The IMDB dataset provides longer-form movie reviews with clearly expressed sentiments, while Sentiment140 consists of short informal tweets. Using both datasets enables comparing model performance on varying text lengths—the concise nature of tweets poses greater challenges compared to longer movie reviews. Furthermore, both datasets are widely benchmarked for sentiment analysis research, enabling standardized comparisons to previous studies (Tan et al., 2023). The labels are limited to positive and negative, aligning with the binary sentiment analysis employed in the first stage of this work. Although movie and tweet domains differ from COP9, these datasets establish baseline model capabilities on standard sentiment analysis tasks before testing on COP9 tweets. The IMDB and Sentiment140 datasets provide the means to thoroughly assess different techniques on diverse text types relevant to analyzing sentiments in tweets.

The third dataset comprises COP9 tweets collected using the Digital Methods Initiative Twitter Capture and Analysis Toolkit (DMI-TCAT), focusing on tweets relevant to COP9. DMI-TCAT enables continuous tweet collection through Twitter's Streaming API, offering a representative sample in proportion to the total volume of tweets posted at any given time (Groshek et al., 2020). Tweets were gathered containing the hashtags #COP9 and #COP9FCTC between 07/11/2021 and 22/11/2021, resulting in a dataset of 7,377 tweets (Elmitwalli et al., 2024). To guarantee a cohesive English analysis of COP9 tweets, the Google Translate API was employed, ensuring accurate understanding of the content (Banik et al., 2019). The dataset duplicate tweets were filtered out before any processing. While 30% of the tweets were manually annotated for the assessment stage. Moreover, to ensure the accuracy of sentiment labels, we collaborated with three experts specializing in Tobacco Tactics. Their expertise in tobacco-related discourse enabled precise categorization of tweets based on sentiment.

3.2 Text cleaning

Text cleaning is a crucial step in sentiment analysis, aimed at improving the accuracy and reliability of results. Common cleaning steps include removing stop words, converting text to lowercase for consistency, eliminating punctuations, numbers, and special characters, as well as applying stemming and lemmatization to reduce word forms.

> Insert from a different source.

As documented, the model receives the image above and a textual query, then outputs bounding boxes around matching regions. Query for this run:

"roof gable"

Additionally, it involves removing URLs, user mentions, and correcting misspelled words. In the context of social media data, emoji replacement can be used to enhance sentiment understanding. These actions collectively reduce noise and irrelevant information, ultimately ensuring the quality of sentiment analysis outcomes (Kit and Mokji, 2022).

3.3 Tokenization

Tokenization is a crucial step in sentiment analysis, as it breaks down text into smaller units called tokens, typically words or sub-words. This process transforms unstructured text data into a structured format suitable for analysis by machine learning algorithms (Gaye et al., 2021). There are several key considerations to keep in mind when tokenizing text data for sentiment analysis. Word-level tokenization is the most widely used approach in sentiment analysis, where the text is segmented into individual words. This allows the model to assess the sentiment of individual words and phrases, contributing to the determination of the overall sentiment of the text. In some cases, subword-level tokenization can be employed to enhance the accuracy of sentiment analysis. This technique involves breaking words into smaller subunits, which can be particularly beneficial in languages with complex inflections or when dealing with out-of-vocabulary words. Furthermore, specific types of text data may require custom tokenization techniques. For instance, social media content may need unique handling of emoticons, hashtags, and mentions.

3.4 Feature extraction

Feature extraction in NLP plays a vital role by converting text into numerical features suitable for machine learning and deep learning techniques (Lastra-Díaz et al., 2019). Two common approaches to feature extraction are word frequency-based and word embedding-based methods, each offering distinct advantages in sentiment analysis. Word frequency approaches, which include techniques like Bag of Words (BoW), Term Frequency-Inverse Document Frequency (TF-IDF), and N-grams, focus on representing text using word counts and word associations without considering context. BoW creates a vocabulary of unique words and represents each document as a vector of word counts, while TF-IDF calculates the importance of words in the context of the entire corpus (Onan, 2021). N-grams are used to capture word sequences and enhance sentiment analysis by identifying patterns and context in text data. On the other hand, word embedding approaches, such as Word2Vec, FastText, and GloVe, encode words as dense vectors in high-dimensional spaces. These techniques capture the semantic and syntactic meaning of words (Pimpalkar, 2022; Aoumeur et al., 2023; Umer et al., 2023), making them effective in sentiment analysis, especially for handling idiomatic expressions, sarcasm, and figurative language. Word2Vec, for instance, trains a neural network on a large text corpus to generate word vectors, enabling accurate word similarity calculations and the improvement of sentiment analysis models. FastText, which relies on character n-grams, captures sub-word information and effectively handles uncommon or unknown words. GloVe, using a co-occurrence matrix and singular value decomposition (SVD), captures global patterns of word co-occurrence and provides context-rich word embeddings.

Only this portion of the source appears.